おかあさんは・・・、わたしはおとうさんをさがしに行くから、お前たちはうちにいて、あの戸棚にある粉を二人で少しずつ食べなさいと言って、やっぱりよろよろ家を出ていきました。二人が泣いて後を追っていきますと、おかあさんは振り向いて、「何たらいうことをきかないこどもらだ。」と叱るように言いました。
 二人は残されたそば粉などで飢えをしのいでいましたが、ある日正体不明の男が現れ、二人に餅を与え、すぐにネリを連れ去ってしまいます。ブドリは追おうとしますが、森の中で力つきて倒れてしまいました。
 それからブドリは、てぐす(蚕の繭から取る糸の一種)工場で働かされます。住んでいた家も知らないうちにてぐす工場に変わっていたのです。しかしその仕事も長く続きません。火山の噴火が起き、火山灰で蚕が死んでしまったためです。
 森を出て沼ばたけ(水田)のそばを歩いていたブドリは、その沼ばたけの主人に雇われます。その主人は作物(オリザ、稲のこと)の収穫をあげるため色々工夫をするのですが、なかなかうまくいきません。ブドリはそれを手伝いながら、自分でもクーボー博士という人の書いた本を読んで農業の知識を得えます。そしてある時は作物の病気を治すのに成功します。しかし、ひどいひでりの年が二年続いてしまい、主人はやむなく沼ばたけの多くを手放してしまいます。ブドリがその主人のもとで働き出してから6年経ったとき、このままでは礼もできない、せっかく若い働き盛りなのだからどこか別のところで運を見つけてくれ、と主人はブドリに告げます。
 沼ばたけを離れたブドリは、本で知ったクーボー博士の学校をたずねます。博士は授業の最中でブドリもその授業を聞きます。それが終わった後、ブドリは授業についての博士の試問を受け、合格し、何の仕事をしているのかという博士の問いに対して、仕事を見つけに来た、と答えます。すると博士は名刺をブドリに差し出しました。

[火山局でのブドリ]
 博士の名刺の宛名が「イーハトーヴ火山局」でした。ブドリはそこで雇われます。イーハトーヴには三百以上の火山があり、火山局ではそれらすべての状態を観測しています。ブドリはペンネンという老技師について機器の扱い方や観測の仕方を習い、夜も昼も一心に働き勉強をします。(念のため、イーハトーヴというのは、宮沢賢治の童話の舞台になっている、架空の地域−原型は岩手県−のことです)

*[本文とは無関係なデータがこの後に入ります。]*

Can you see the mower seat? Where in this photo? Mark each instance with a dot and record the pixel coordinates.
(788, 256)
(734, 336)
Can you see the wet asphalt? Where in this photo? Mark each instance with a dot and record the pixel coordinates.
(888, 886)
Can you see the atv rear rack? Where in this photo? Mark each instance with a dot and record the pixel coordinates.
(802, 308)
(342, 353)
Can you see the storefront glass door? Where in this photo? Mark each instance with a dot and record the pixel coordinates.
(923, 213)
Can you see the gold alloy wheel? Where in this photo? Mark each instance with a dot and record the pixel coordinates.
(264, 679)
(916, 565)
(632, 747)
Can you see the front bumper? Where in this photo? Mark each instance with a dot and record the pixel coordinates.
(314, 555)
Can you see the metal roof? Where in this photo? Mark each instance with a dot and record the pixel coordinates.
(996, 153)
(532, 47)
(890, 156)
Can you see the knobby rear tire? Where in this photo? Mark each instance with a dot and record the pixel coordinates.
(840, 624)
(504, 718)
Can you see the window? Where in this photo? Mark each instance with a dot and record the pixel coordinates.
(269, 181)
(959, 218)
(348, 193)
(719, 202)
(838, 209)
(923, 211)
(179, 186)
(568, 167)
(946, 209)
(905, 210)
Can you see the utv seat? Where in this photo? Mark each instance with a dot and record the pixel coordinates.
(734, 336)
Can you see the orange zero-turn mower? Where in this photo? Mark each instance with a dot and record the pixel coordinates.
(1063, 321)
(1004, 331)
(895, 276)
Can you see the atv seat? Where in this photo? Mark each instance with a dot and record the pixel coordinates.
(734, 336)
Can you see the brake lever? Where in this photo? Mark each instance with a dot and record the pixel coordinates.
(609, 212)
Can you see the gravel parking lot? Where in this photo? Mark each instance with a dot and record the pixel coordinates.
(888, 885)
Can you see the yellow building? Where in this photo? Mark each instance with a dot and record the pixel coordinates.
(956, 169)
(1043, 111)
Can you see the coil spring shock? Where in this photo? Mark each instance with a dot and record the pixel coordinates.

 火山局は火山の状態を観測するだけでなく、火山に工作をして噴火などの被害を防ぐ仕事をしています。ブドリが働き始めて二年経ったとき、サンムトリ山という山が噴火を始めます。火山局の人たちはその山の海に向いた側に穴を開け、そちらから溶岩を噴出させて街へ被害が及ぶのをふせぎました。
 さらに四年が経ち、ブドリは技師心得という職に就きます。ブドリは飛行船から硝酸アンモニアをまいて人工雨を降らせることに成功します。自分の作った雨雲を見ながら、ブドリは思います。
この雲の下で・・・・みんなよろこんで雨の音を聞いている。そしてあすの朝は、見違えるように緑色になったオリザの株を、手で撫でたりするだろう。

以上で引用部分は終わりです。